During this year, I've been pushed to do way more research into minute things than ever before. This is because I've had to do a lot of writing, and I have to have good information to back-up everything I write down. More often than not, this is very hard, because I can't get to the right information.
I want to write this blog about a dilemma that I've found within myself: how internal thoughts not only translate to physical actions, but also the relationship or disconnect between how a person thinks others think of him and how people actually think of him, and how that uninformed internal voice blocks a person from opportunities. A good example is when I was a freshman and new to the school, I automatically told myself that everyone already had their friends, and that I wasn't who anyone would want as a friend. And now, as a junior, I can see that I was not only mistaken, but that I've been ridiculously rude to people around me because my internal mindset convinced me that I wasn't enough to be friends with them. With a little more courage or confindence, I could have had plenty of friends, but I didn't, and I don't.
My internal voice was subduing my external possibilities. So I tried to research this concept, and came up in a field of philosophy and psychology I couldn't hope to understand. There is one guy, Franz Brentano, who somewhat mapped this relationship between the internal and external forces in his concept of intentionality. He basically says, in much more eloquent words, that our thoughts have objects that they are directed toward. Our thoughts have content, as he said: "Every mental phenomenon includes something as object within itself, although they do not all do so in the same way.

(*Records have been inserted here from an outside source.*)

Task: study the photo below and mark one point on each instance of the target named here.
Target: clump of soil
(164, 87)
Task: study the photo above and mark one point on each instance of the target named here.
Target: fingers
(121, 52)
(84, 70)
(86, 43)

In presentation something is presented, in judgement something is affirmed or denied, in love loved, in hate hated, in desire desired and so on." My thoughts that I was sub-par to all the other 14 year olds around me led me to create content that influenced my external world poorly. This idea of intentionality connects to my mind-body problem, in that the content I create in my head is sometimes completely unfounded in the external world.
Perhaps I am in a good place though, because even if questions aren't answered, asking them is a better alternative than not seeing that there are questions to be asked.